Desain seperti ini menghasilkan negara yang:

- kuat terhadap rakyat
- tetapi lemah terhadap oligarki
- sigap terhadap kritik publik
- tetapi lambat terhadap kejahatan korupsi

Keadilan menjadi barang mahal karena sistem membuatnya sulit dijangkau oleh rakyat kecil.

4. Negara Perlu Amandemen Ketatanegaraan yang Total, Bukan Tambalan

Sekolah Negarawan melalui rancangan Amandemen Kelima UUD 1945 menawarkan jalan keluar yang logis, ilmiah, dan filosofis:

  • Ketua Mahkamah Agung tidak diangkat oleh Presiden
  • Ketua MA dipilih oleh hakim agung sendiri
  • Penetapan dilakukan oleh MPR sebagai Kepala Negara (representasi rakyat), bukan eksekutif

Dengan begitu:

  • Eksekutif tidak lagi memiliki kendali terselubung
  • Yudikatif benar-benar merdeka
  • Rakyat menjadi pusat kedaulatan konstitusional

Inilah prinsip dasar yang dipahami semua sistem negara modern:

Yang diawasi tidak boleh mengangkat pengawasnya.
Yang diperiksa tidak boleh menunjuk pemeriksanya.

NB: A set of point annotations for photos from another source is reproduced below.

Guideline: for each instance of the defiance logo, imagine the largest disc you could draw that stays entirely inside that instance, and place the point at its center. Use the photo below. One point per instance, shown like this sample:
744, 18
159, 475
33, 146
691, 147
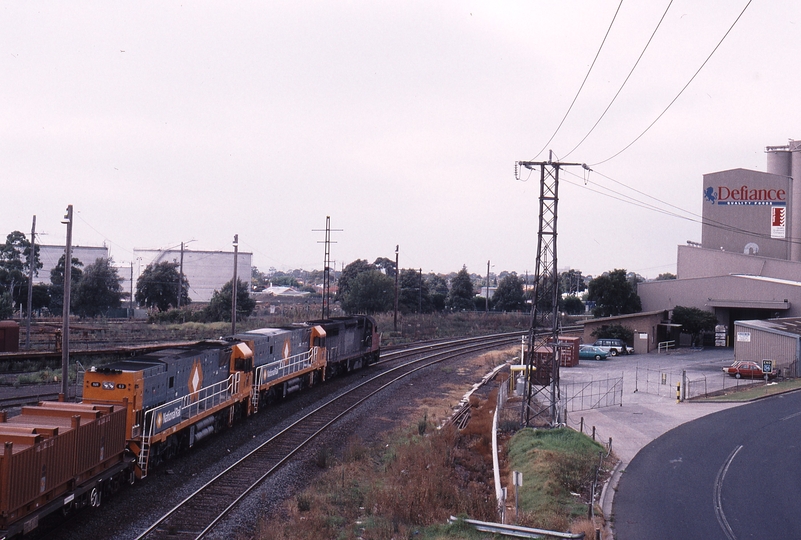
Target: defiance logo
745, 196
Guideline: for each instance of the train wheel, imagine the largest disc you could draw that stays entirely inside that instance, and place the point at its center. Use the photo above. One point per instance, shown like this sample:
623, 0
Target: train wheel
95, 497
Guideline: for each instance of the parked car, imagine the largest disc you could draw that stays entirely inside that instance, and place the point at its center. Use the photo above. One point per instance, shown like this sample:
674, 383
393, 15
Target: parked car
591, 352
747, 369
613, 347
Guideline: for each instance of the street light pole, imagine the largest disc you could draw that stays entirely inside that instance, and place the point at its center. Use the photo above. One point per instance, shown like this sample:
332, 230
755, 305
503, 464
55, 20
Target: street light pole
234, 288
486, 297
397, 272
181, 277
65, 324
31, 268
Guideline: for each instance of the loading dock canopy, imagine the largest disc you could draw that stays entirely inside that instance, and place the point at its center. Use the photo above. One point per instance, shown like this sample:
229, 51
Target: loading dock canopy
750, 304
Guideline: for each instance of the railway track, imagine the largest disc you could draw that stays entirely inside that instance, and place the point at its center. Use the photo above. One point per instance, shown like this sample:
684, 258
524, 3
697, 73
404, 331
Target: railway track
199, 513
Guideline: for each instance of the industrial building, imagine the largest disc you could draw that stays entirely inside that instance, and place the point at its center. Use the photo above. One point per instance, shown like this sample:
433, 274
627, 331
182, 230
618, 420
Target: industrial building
50, 255
748, 263
206, 271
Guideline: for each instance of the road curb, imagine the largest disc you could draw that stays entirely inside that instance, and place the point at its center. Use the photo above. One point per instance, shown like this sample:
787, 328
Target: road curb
608, 495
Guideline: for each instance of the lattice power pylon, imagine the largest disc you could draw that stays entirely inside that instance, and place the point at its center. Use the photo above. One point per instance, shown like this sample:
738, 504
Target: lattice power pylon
327, 266
541, 394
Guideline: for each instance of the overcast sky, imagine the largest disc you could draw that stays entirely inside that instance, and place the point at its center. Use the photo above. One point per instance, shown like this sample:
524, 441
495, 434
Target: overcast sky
164, 122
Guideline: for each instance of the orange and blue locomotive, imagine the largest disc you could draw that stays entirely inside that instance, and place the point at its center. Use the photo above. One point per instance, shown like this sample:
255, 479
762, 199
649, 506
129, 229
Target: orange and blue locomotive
140, 411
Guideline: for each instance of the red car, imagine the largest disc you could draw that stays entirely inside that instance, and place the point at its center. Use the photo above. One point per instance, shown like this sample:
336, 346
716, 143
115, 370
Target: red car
747, 369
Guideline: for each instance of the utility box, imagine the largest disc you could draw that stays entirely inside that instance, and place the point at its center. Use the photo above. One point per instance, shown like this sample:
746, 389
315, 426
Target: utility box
568, 350
9, 336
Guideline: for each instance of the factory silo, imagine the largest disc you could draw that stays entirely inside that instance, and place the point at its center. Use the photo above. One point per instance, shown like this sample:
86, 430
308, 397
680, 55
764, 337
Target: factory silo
786, 161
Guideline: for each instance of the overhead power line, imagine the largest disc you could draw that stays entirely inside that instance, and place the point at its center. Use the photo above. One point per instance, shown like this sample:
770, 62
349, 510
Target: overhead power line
690, 216
680, 91
625, 81
582, 82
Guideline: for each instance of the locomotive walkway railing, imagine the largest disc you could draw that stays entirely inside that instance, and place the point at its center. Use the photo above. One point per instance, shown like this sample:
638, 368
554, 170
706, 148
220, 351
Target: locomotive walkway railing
183, 409
285, 366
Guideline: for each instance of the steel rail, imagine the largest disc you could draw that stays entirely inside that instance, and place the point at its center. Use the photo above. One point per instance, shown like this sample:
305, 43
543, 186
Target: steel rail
200, 512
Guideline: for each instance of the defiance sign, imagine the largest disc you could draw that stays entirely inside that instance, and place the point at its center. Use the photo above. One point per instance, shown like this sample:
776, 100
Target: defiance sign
745, 196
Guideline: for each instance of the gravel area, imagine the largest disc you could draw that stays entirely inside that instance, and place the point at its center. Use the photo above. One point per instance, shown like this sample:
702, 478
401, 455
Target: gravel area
433, 391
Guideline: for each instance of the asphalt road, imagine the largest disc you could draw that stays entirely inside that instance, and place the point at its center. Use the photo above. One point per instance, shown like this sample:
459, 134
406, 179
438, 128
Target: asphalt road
731, 475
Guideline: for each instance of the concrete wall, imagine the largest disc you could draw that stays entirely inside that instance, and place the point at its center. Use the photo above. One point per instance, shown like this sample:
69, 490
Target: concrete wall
722, 291
49, 256
206, 271
758, 344
738, 212
640, 323
693, 262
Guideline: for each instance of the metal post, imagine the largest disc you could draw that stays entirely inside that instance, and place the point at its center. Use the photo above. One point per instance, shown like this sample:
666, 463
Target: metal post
397, 273
420, 299
65, 325
181, 276
32, 267
234, 287
486, 296
131, 302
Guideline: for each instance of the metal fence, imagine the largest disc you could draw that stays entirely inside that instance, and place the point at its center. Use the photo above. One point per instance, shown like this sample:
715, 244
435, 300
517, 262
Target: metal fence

Dan yang diperintah tidak boleh lebih berkuasa dari yang memerintah.

Sayangnya, Indonesia melakukan ketiganya.

5. Jika Keadilan Rusak, Negara Tidak Lagi Punya Fondasi

Sebagaimana dikatakan oleh Cak Nun:

“Negara bisa berdiri tanpa presiden, tanpa menteri. Tapi negara akan runtuh jika tidak ada keadilan.”

Keadilanlah yang membuat rakyat tunduk kepada hukum.
Keadilanlah yang membuat negara dihormati.
Dan keadilanlah yang membuat bangsa bertahan.

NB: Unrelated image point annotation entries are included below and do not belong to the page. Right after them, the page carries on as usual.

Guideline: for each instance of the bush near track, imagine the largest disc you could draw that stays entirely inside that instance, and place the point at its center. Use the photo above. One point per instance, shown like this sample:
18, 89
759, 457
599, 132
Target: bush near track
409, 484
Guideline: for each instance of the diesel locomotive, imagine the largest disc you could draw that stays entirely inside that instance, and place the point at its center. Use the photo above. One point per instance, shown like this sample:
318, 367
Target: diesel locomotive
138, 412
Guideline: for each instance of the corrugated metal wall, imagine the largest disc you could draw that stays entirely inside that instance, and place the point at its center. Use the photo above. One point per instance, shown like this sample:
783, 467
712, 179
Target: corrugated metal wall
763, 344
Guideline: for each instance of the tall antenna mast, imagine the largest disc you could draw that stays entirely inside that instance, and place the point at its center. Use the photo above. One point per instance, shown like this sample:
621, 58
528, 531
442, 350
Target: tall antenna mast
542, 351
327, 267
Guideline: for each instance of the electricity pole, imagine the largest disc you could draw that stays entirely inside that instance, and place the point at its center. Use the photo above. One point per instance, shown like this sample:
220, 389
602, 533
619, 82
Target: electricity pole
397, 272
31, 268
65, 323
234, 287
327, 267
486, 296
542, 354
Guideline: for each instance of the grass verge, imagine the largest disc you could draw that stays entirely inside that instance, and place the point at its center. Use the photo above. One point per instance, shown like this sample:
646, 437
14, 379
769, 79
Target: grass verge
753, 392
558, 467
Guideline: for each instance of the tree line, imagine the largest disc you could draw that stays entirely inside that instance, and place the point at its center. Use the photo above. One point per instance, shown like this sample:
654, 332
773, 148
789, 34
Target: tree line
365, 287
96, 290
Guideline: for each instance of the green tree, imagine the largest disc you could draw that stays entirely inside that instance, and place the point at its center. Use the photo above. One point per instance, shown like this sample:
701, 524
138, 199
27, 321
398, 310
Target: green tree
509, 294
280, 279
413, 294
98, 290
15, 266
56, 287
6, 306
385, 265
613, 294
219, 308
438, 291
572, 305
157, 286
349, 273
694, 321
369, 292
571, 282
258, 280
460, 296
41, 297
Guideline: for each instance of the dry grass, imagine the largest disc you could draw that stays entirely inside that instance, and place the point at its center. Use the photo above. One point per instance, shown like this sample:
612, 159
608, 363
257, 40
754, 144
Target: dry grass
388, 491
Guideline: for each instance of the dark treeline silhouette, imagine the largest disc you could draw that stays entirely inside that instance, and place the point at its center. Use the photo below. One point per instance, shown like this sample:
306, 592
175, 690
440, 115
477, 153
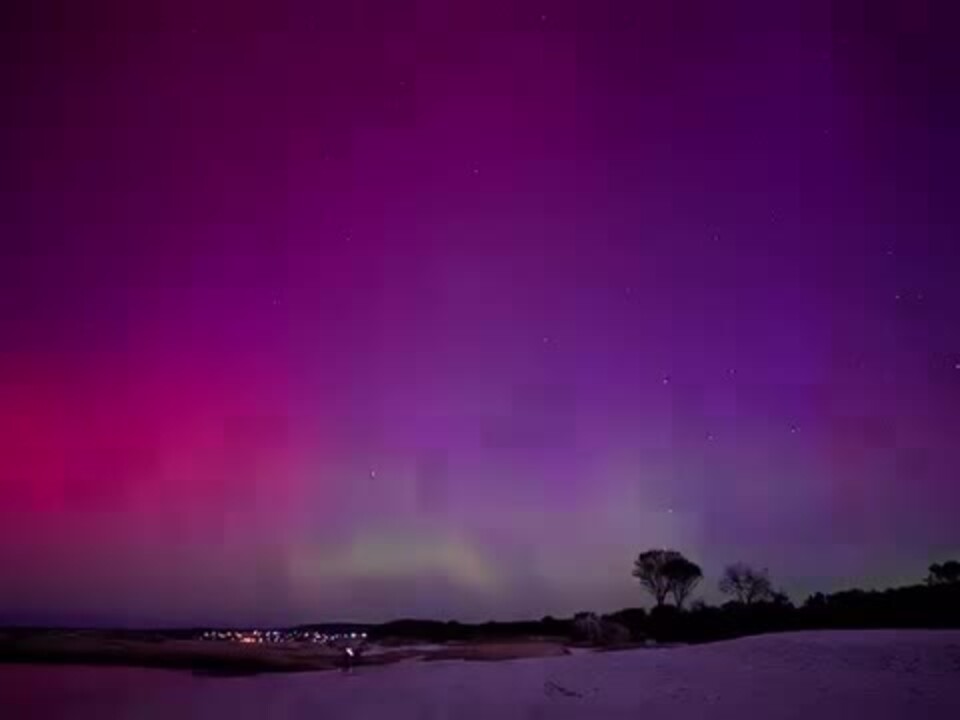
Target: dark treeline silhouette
755, 608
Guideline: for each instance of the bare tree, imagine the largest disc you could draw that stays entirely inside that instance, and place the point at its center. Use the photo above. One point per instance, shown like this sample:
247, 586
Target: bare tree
648, 568
945, 574
749, 586
683, 576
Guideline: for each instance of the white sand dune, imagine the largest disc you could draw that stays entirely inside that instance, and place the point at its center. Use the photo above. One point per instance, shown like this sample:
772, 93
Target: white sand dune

Dan hari ini, keadilan sedang di ambang krisis karena salah desain kekuasaan.

Saatnya Mengembalikan Kedaulatan Yudisial ke Tangan Rakyat

Indonesia darurat keadilan bukan karena rakyatnya tidak bermoral, melainkan karena desain negaranya tidak sehat.

Ketika Presiden memiliki kuasa final dalam menentukan Ketua Mahkamah Agung, itu bukan demokrasi itu struktural injustice.

Bangsa ini membutuhkan:

  • perombakan total sistem ketatanegaraan
  • pemulihan kedaulatan rakyat
  • amandemen UUD 1945 yang mengembalikan keseimbangan kekuasaan
  • yudikatif yang mandiri, bersih, dan benar-benar melayani rakyat

Sampai ini dilakukan, keadilan hanya akan menjadi mimpi dan negara hanya akan menjadi mesin kekuasaan yang memelihara ketidakadilan.

Indonesia darurat keadilan. Dan darurat ini hanya bisa diakhiri dengan membedah ulang konstitusi.